Você está em uma feira. Atrás de você há uma mesa cheia de comida e à tua esquerda um homem saboreando uma sobremesa – que parece estar muito deliciosa – ao mesmo tempo que segura um prato transbordando de comidas. De alguma forma, ele parece muito familiar, quase como se você o conhecesse a um bom tempo, porém não importa o quanto tente, a tua memória oferece nada exceto mais perguntas.
Olhando para o céu noturno tentando pensar, você distrai-se com as estrelas, com como elas quase formam imagens, mas de repente alguém pega o teu pulso e te puxa para entre a multidão dançando, uma mulher de cabelos longos e dourados e uma face de beleza inestimável e familiar sorri para você, tão cativante quanto a melodia tocada pelo quarteto de cordas.

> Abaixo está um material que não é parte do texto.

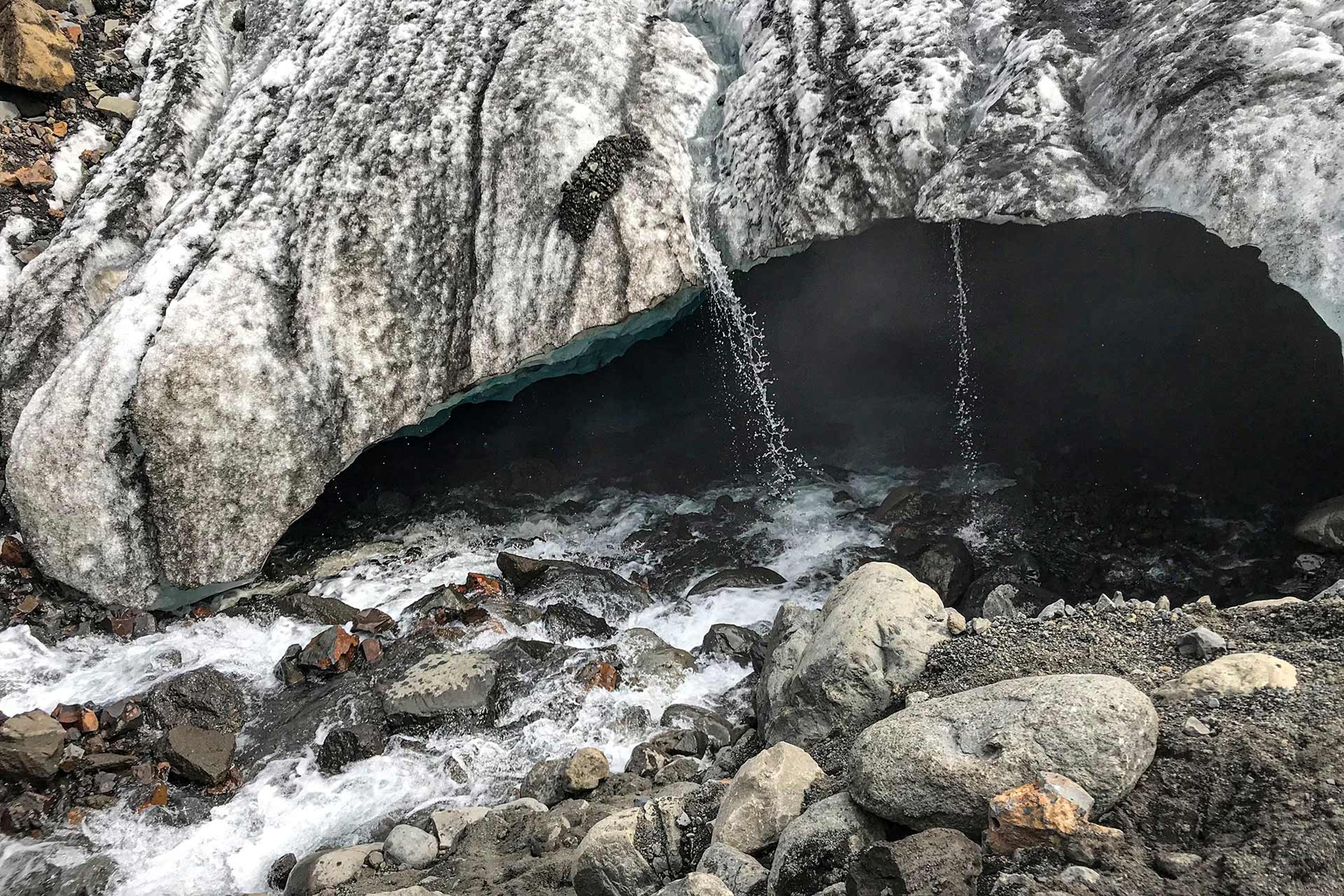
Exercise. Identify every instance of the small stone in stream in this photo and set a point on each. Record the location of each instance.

A música então passa para uma composição mais calma, romântica e vocês começam a dançar, a sua doçura te perplexa, causando o teu olhar a prender-se à ela, que notando isso, pergunta:
– O que foi?
– O-O que o que foi?
A tua resposta falta tanta inteligência quanto a tua expressão falta graça mas você finge que ela fez sentido. Provocando uma leve risada da dama:
– Haha, você está me olhando daquele jeito engraçado de novo.
– Ah! Desculpe-me… É que você está mui-.
Antes que possa terminar as tuas palavras, uma forte sensação de déjà-vu te acerta junto às imagens e sons se misturando em uma bagunça embaçada e cacofônica, que logo te provocam a acordar.
A confortante sensação de felicidade que te preenchia é agora trocada por uma gélida dor e, ao olhar para fora da janela, o céu cinzento te convida uma forte vontade de chorar.
– “… Por que estou tendo esses sonhos?”
– “Que-Quem são essas pessoas?”
– “As minhas memórias... Es-estão retornando…?”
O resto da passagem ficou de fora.